3 Temmuz 2008 Perşembe

bir insanlık mucizesi olarak "laz"

laz toplumunda insanların alışılagelmemiş şeyler yapması son derece normal karşılanır. herkesin yaptığını yapmayan insan, yadırganmaz, adeta övülür. -ya oriya hiç yürunur mi? denir, hayranlıkla gülümsenir. doğal olarak bu ortamda büyüyen bireyin beynindeki orijinal fikir geliştirme (or-ge) dairesi işlevselliğini ömür boyu sürdürür.normal olan, herkesin kafasına göre kendine norm bulmasıdır. delilerimizle aynı sofrada oturur, aynı denizde viya yaparız, onların anlattığı hikayeleri de trtde konuşan profların anlattıkları kadar önemseriz.
hiçbir şeyin kalıcı bir düzeni yoktur. düzen vardır ama sık sık değişir. ve bütünün düzeni yerine parçaların kendi içinde farklı düzenleri vardır. ve bütün o düzenlerin birbirleriyle olan bağlarını sorunsuz şekilde kurabilme yetisini zamanla edinen beyinlerimiz de bu halleriyle alelade beyinlere fark atar. hain fark atar hem de :)
evlerimizin biri doğuya bakar biri kuzeye, bahçeye gül dikeriz, yanına soğan ekeriz. yemek yaparken aklımıza ne gelirse onu koyarız. dünyanın en özgür, en mutlu insanları lazlardır. canımız ister arabadan inip yolun kenarında horon teperiz. sevdaluk ederiz. unutur, gene ederiz. aferum aferum..

hatalıysam ara

burada meydan hepten bana kaldı. sersem sersem dolanıyorum. beynim burun deliklerimden hızla akışa geçti. bi gel.

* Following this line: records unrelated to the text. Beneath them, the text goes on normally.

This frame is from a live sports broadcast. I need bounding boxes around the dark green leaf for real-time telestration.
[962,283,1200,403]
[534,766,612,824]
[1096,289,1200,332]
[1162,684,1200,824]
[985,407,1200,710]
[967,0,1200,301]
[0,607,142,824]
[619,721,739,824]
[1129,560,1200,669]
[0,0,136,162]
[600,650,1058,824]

adamın biri demiş ki, eylülün karşısında insan zayıf olamaz. öteki de demiş ki, eylülün karşısnda insan zayıf olur hem de iki defa, hem sen de kimsin, demiş. ilk adam da cevabında kendisinin akla hayale gelmez anlam fukarası cümleler kuran bir insan oluşunu dile getirmiş. bunun üzerine ikincisi kendisini bir zavallı hissetmiş, bir küçülmüş böyle. eylülün karşısında da zayıf düşmüş, yetmezmiş gibi. sonra da yerin dibindeki ebedi istirahatgahına çekilmiş.
ilk adam da bu sefer şöyle demiş:
"nisanın karşısında kabalık etmek insan oğluna yakışmaz. "

hikayenin sonunda hepberaber elele tutuşup dünya çocukları şarkısını söylemeye çalıştılar. ama hiçbiri sözleri bilmiyordu. o yüzden de sap gibi kaldılar. hem de elele!

bat ayşe bat

sen beyaz keten ceketin önündeki çikolata lekesine domestosu dök, sen unut, domestos orada kuru, ceketin önü parçalan.. kafasız. kafasız ayşe.

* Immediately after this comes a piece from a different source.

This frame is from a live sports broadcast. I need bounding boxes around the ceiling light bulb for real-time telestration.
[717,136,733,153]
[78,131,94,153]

(aslında herşey, kadının eve varmak için iki dakika daha sabredemeyip çikolatalı dondurmayı arabada yeme aceleciliğini göstermesiyle başladı..)

öyle olmayabilirdi. ama aynen öyle oldu. öyle olmasaydı, aa iyi ki de öyle olmadı derdik. ama belki de ceketimiz başka bir şekilde yırtılırdı. kaderi öyleydi belki de ceketimizin. olamaz mı? ceketlerin de kaderi olamaz mı?

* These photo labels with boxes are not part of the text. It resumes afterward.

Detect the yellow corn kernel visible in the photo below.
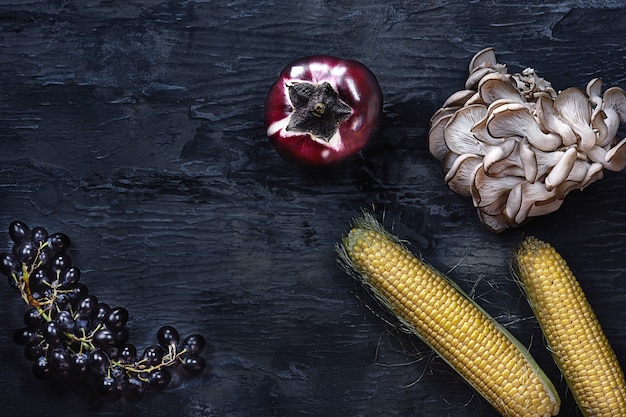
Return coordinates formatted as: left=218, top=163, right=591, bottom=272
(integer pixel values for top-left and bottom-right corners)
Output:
left=512, top=237, right=626, bottom=417
left=337, top=213, right=560, bottom=417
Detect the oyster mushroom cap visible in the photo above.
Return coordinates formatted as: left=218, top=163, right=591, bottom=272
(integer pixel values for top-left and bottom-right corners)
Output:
left=487, top=104, right=562, bottom=151
left=444, top=154, right=482, bottom=197
left=580, top=162, right=604, bottom=190
left=465, top=67, right=498, bottom=90
left=469, top=47, right=498, bottom=74
left=535, top=96, right=576, bottom=146
left=519, top=138, right=539, bottom=183
left=430, top=107, right=460, bottom=129
left=585, top=78, right=602, bottom=113
left=470, top=164, right=524, bottom=208
left=554, top=87, right=596, bottom=151
left=428, top=114, right=452, bottom=161
left=478, top=72, right=525, bottom=104
left=443, top=104, right=487, bottom=155
left=441, top=90, right=476, bottom=108
left=544, top=148, right=578, bottom=191
left=512, top=68, right=556, bottom=101
left=604, top=138, right=626, bottom=171
left=504, top=182, right=562, bottom=226
left=598, top=87, right=626, bottom=146
left=602, top=87, right=626, bottom=123
left=591, top=108, right=608, bottom=146
left=477, top=209, right=509, bottom=233
left=587, top=138, right=626, bottom=171
left=482, top=140, right=517, bottom=175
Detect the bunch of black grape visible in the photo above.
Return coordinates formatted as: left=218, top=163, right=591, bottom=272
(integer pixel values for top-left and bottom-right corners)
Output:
left=0, top=221, right=206, bottom=398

yırtılmış bir ceket ile delinmiş bir ayakkabı metaforik açıdan ne kadar benzer nesneler değil mi sevgili dostlarım? metaforik açılarınızdan öperim.

yap/yapma

yazının söylemesini istediğin şeyden ziyade, söylemesini istemediğin şeye yoğunlaş. sözün varmasını istemediğin anlamı dışarıda bırak. böylece geniş güzel bir anlamlar skalasında dolaş. demek istemiş olmadığın şeyler seni zor durumda bırakabilir. ama "onu de demiş olabileceklerin" senin kadar başkalarına da, çok boyutlu zevk diyarlarında gezintiler sunar.
yazarken duraksama. korku yazmak üzereyken acaba endişe mi yazsam diye düşünmeye başladıysan artık korku da yazma. korku da endişe kadar uygunsuz olmuştur içine şüphe karışınca. duraksamak şüphe yapar (yoksa şüphe mi duraksama yapar?). şüphen varsa yazma. başka işine bak. sıkma tatlı canını. her şey olacağına varır.
kendi iyiliğin için yaz.
aklına gelen işe yarar şeyleri not et. arada dönüp geriye bak. ama genelde öne bak. önümüzdeki maçlara bak.

1 Temmuz 2008 Salı

yenilikler

sayfaya müzik dinleme aparatı taktım. (sonradan bozuldu, sildim ama vakit bulunca gene yapıcam) bir de yukarıya çok havalı bir bacımızın resmini koydum. renklerle yazı karakterleriyle biraz oynadım. bir de anket koydum. nasıl? beğenmediyseniz söyleyin lütfen. çok harika site buldum. fatma özellikle senin ilgini çekebilir:şu
*resimdeki kelebekli beyfendiyi de, vedide hanım'a ithaf ediyorum. bu fotoğraf bence elmalı nargile ya da tarçınlı çay gibi kokuyor. hm?
Bu arada sevgili gazozumuzun kapağı ayşe hanım için de endişelenmeye başladım. dün aradım, konuşamadı. allah ona selamet versin, o da tez zamanda bize ses versin.